Enterprise Times: What does this mean

Cheaper and potentially better than the Azure offerings, ANQ Cold is certainly worth a look for CIOs who need to retain their data for long periods. There are use cases across the legal and property sectors. With the ability to continue accessing the data with minimal retrieval, several use cases make ANQ Cold a very sensible offering.

With the platform complimenting the Azure architecture, with pricing and a roadmap that offers future improvement, this could be the saviour for many looking at ageing on-premises systems. As Qumulo expands its capabilities, can it attract even more customers both for itself and Azure?

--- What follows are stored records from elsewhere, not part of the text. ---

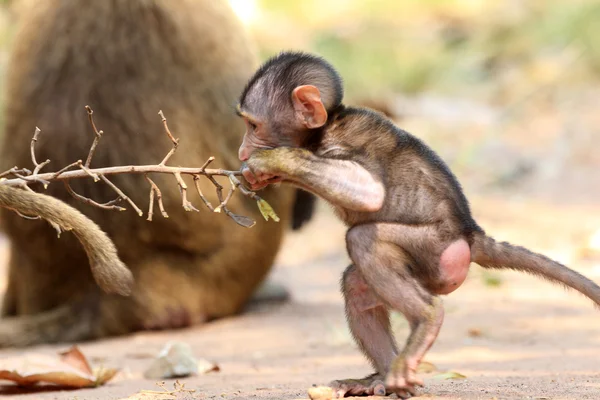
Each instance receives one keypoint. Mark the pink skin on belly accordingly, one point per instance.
(454, 266)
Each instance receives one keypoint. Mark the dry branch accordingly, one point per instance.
(22, 177)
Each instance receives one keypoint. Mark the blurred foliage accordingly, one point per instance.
(453, 46)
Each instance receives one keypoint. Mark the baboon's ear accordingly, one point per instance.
(308, 107)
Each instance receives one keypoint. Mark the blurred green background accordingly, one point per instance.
(506, 91)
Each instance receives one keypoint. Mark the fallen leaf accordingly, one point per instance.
(179, 392)
(474, 332)
(69, 369)
(425, 367)
(320, 393)
(450, 375)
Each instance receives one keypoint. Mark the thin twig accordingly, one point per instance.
(204, 199)
(125, 169)
(98, 135)
(88, 171)
(154, 189)
(22, 178)
(187, 206)
(122, 195)
(30, 178)
(210, 159)
(65, 169)
(89, 201)
(223, 204)
(38, 167)
(171, 137)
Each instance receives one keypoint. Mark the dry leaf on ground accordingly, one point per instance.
(69, 369)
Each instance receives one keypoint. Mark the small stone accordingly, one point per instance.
(175, 360)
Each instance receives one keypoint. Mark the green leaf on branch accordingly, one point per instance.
(266, 210)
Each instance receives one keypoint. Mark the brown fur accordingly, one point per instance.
(128, 59)
(108, 270)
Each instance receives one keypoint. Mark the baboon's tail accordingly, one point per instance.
(491, 254)
(108, 270)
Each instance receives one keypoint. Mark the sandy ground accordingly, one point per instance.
(536, 341)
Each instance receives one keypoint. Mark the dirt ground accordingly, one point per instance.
(520, 339)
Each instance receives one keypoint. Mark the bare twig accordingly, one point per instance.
(38, 167)
(202, 197)
(23, 177)
(68, 167)
(187, 206)
(171, 137)
(155, 190)
(122, 195)
(98, 135)
(89, 201)
(89, 172)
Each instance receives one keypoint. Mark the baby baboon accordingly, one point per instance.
(128, 59)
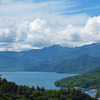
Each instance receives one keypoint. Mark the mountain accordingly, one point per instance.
(84, 63)
(54, 58)
(11, 91)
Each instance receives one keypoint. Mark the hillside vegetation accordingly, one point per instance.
(11, 91)
(89, 80)
(54, 58)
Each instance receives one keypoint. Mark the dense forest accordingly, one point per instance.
(90, 80)
(11, 91)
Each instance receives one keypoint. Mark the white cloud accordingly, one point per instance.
(39, 33)
(78, 36)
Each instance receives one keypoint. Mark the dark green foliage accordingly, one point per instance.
(11, 91)
(89, 80)
(54, 58)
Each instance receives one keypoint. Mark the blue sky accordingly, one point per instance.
(29, 24)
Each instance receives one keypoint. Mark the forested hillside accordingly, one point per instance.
(54, 58)
(11, 91)
(89, 80)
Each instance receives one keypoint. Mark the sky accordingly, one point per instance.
(34, 24)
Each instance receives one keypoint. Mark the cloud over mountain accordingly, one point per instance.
(38, 34)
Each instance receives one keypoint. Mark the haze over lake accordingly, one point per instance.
(45, 79)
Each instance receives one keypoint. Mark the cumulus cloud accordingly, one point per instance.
(38, 34)
(78, 36)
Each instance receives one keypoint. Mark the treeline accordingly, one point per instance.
(89, 80)
(11, 91)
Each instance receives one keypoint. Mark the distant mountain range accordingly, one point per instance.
(54, 58)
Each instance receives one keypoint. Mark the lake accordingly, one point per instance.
(45, 79)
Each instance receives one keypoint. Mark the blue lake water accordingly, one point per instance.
(45, 79)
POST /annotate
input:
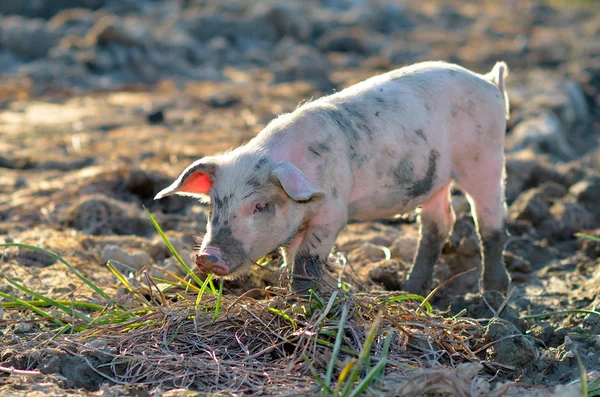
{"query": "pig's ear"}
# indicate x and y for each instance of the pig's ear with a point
(295, 184)
(195, 181)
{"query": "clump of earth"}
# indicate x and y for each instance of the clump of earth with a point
(104, 102)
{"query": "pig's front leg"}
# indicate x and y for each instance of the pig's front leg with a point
(436, 222)
(314, 249)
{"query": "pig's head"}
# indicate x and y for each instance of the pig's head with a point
(256, 206)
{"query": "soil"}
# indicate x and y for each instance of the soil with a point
(80, 160)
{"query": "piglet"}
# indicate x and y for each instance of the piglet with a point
(379, 148)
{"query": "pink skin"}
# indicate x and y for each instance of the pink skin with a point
(382, 147)
(210, 260)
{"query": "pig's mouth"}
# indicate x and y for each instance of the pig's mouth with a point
(208, 263)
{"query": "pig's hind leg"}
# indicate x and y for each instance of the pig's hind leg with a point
(436, 220)
(484, 185)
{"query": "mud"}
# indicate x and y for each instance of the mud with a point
(91, 130)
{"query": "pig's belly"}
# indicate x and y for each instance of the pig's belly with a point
(384, 204)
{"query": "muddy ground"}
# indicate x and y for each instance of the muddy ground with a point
(103, 105)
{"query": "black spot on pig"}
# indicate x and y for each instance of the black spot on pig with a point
(314, 151)
(254, 183)
(324, 146)
(358, 118)
(316, 237)
(403, 175)
(425, 184)
(260, 163)
(217, 202)
(232, 248)
(306, 271)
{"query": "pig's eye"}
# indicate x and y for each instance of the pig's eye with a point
(262, 207)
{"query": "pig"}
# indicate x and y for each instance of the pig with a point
(385, 146)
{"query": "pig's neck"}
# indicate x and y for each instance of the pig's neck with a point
(284, 142)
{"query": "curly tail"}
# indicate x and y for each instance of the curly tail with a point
(498, 74)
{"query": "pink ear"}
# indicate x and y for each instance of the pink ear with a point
(195, 181)
(198, 183)
(295, 184)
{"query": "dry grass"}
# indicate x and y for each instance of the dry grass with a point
(252, 349)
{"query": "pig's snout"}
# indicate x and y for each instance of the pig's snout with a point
(211, 260)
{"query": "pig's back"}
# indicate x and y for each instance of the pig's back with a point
(411, 124)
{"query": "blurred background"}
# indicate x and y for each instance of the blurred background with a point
(104, 102)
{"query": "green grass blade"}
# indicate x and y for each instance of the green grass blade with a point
(594, 389)
(337, 345)
(364, 354)
(50, 301)
(380, 366)
(588, 237)
(41, 303)
(386, 349)
(582, 377)
(218, 305)
(121, 277)
(411, 297)
(203, 288)
(35, 309)
(285, 316)
(174, 252)
(59, 258)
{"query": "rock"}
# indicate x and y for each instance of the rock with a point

Many complain about bill shocks that storage costs. But Qumulo seems to have found a methodology that appears to work for many. Once the notifications are in place, it will be even stronger.

Kiran Bhageshpur, CTO at Qumulo, commented, “With ANQ Cold, we offer enterprises a compelling solution to protect against ransomware. In combination with our cryptographically signed snapshots, customers can create a “daily golden” of their on-premises NAS data, Qumulo or legacy scale-out NAS storage.

“There is simply no other solution that is as affordable on an on-going basis while also allowing customers to recover to a known good state and resume operations as quickly as with ANQ Cold.”